男性の中には、危害を加えうる可能性が、多くの場合潜在的に、だが間違いなくこの瞬間も潜んでいる。その可能性が大幅に増大されたとき、男性はどのような反応を示すか? それを検証したマッキントッシュは、権力を手にする欲求と善行を願う気持ちのせめぎ合いを明らかにして見せる。語数は多くないものの、作中の世界へ読者を引き込まずにはおかないストーリーは、出勤前の早朝に書かれた。当時ヴァージン グループ傘下の会社でコンテンツ マネジャーとして勤務していた経歴は、デビューを果たしたばかりの新人にますます魅力を添える。ウェールズ生まれの30歳のライターが、「若き」作家としてのステータスを喜んでいるわけではない。「メディアは『若き天才』みたいな言い方が好きなだけよ。実際の執筆ってそんなものじゃないし、第一、私がこれまででいちばん最年少ってわけでもない。そんなこと、誰も気にかけないわ」

マッキントッシュとの電話インタビューで、執筆作業、儀式、愛の名のもとに冒すリスクについて話した。その後、第2作の出版が発表され、癌を診断されたパートナーにまつわる感動的なエッセーがModern Loveに掲載された。虚構という覆いに包まれていない執筆は、マッキントッシュにとって無防備な、だが同時に癒しと理解をもたらす体験だった。今後、さらに数多くの作品が期待される。

ルビー・ブラントン(Ruby Brunton)

ソフィー・マッキントッシュ(Sophie Mackintosh)

『The Water Cure』は、おそらくフェミニスト ディストピアのジャンルで最初に登場した女神ともいうべきマーガレット・アトウッドの『侍女の物語』や、ナオミ・オルダーマン(Naomi Alderman)の『パワー』と比較されますが、最初からそういう本を書こうと思ったのですか?
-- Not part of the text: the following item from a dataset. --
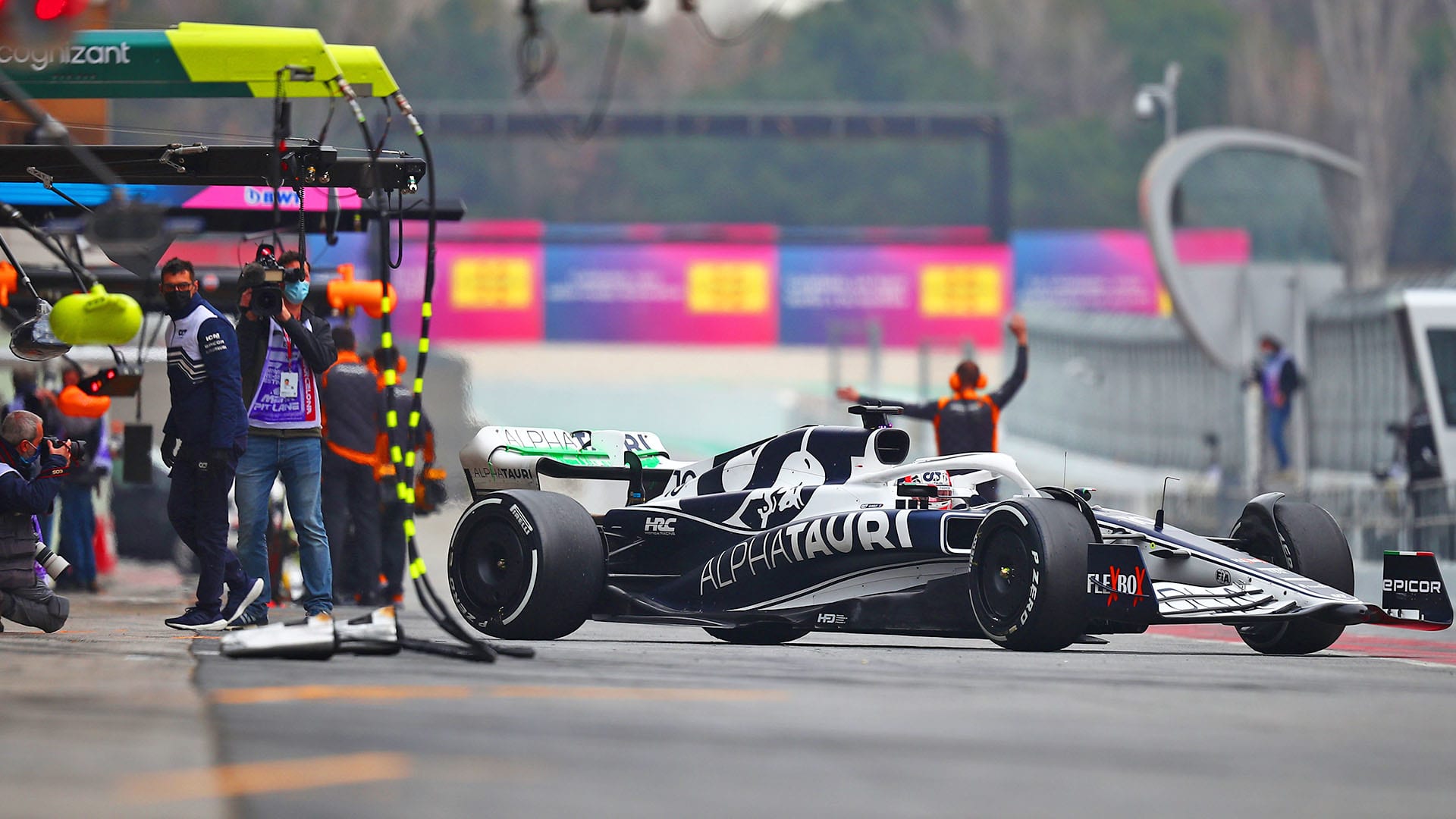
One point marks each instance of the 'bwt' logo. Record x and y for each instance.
(660, 525)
いえ、そうじゃなくて、政治とはまったく無関係な本を書きたかったの。ただ家族について書くつもりだったのよ。世界に大洪水が起きて、海の中にある石油プラットフォームで暮らしている家族。そういう設定で、孤立について書くつもりだったのに、書いていくうちに訳が分からなくなって、ものすごく腹が立ってきた。男というものの文字通り有害な在り方こそ、私が書きたいテーマじゃないか、そういう大きな不幸を私は書きたいんじゃないか、と思うようになったの。最初は世界から隔絶された家族のサバイバルだけが念頭にあったけど、外の世界が入り込んできて書かざるをえなくなった、と言えばいいかしらね。
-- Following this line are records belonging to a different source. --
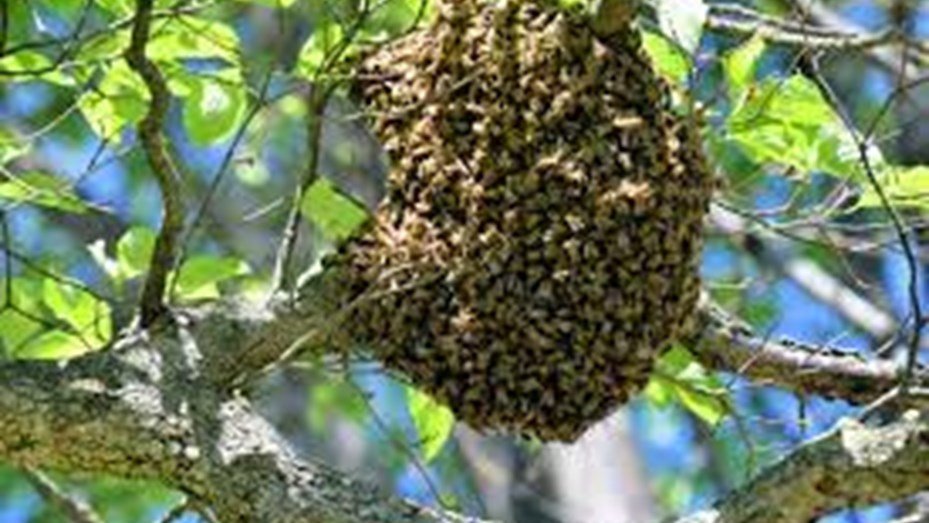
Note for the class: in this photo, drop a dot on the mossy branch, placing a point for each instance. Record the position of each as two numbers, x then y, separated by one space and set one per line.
152 304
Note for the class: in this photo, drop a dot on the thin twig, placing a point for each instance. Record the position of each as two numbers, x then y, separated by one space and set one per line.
150 134
908 251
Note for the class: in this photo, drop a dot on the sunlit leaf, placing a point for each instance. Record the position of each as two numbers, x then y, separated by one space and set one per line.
433 422
335 214
30 65
120 99
42 189
88 316
393 17
741 64
788 122
334 397
188 36
52 345
902 186
213 109
134 251
16 329
317 49
270 3
679 377
200 274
『The Water Cure』について、マーガレット・アトウッドは、『テンペスト』のプロスペローと魔女のシコラクスがいっしょになって、男性に対する苦痛と怖れをもってして3人の完璧なミランダをつくり出したみたいだとツイートしています。どう思いますか?

どちらかというと、書いているときに私の頭にあったのは『リア王』よ。最初の本って、すごく沢山のことが混ざり合って入ってくるから、『テンペスト』を持ち出されたときは「なるほど、『テンペスト』ね、そう言えばそうだ」と思った。読者がさまざまに反応してさまざまに解釈する…そういうふうに私の本を読んでもらえることが、とても嬉しいわ。何にせよ、マーガレット・アトウッドのような人がとり上げてくれるなら、どんな感想でも光栄だもの。実は友人がメールで知らせてくれたのよ。「アトウッドがツイートしてる。見た? すごいじゃない?」って。私は呆気に取られて、言葉も出なかった。ディストピアについて書いているようなフェミニストの新人作家を、彼女は、とてもサポートしてくれる。ほんとに感謝してるわ。
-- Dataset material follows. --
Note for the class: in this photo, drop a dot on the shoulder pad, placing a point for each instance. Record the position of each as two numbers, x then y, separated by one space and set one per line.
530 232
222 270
Sophie 着用アイテム:コート(Acne Studios)

私、ちょうど、ブラジルのフェミニスト活動家、政治家で、今年の3月に暗殺されたマリエル・フランコ(Marielle Franco)に関する記事と、新しくブラジル大統領に選ばれたジャイル・ボウソナロ(Jair Bolsonaro)の女性に関する発言を読んだところなんです。極右が台頭する背景には、女性に対する嫌悪と暴力が一貫して流れていることを、つくづく実感します。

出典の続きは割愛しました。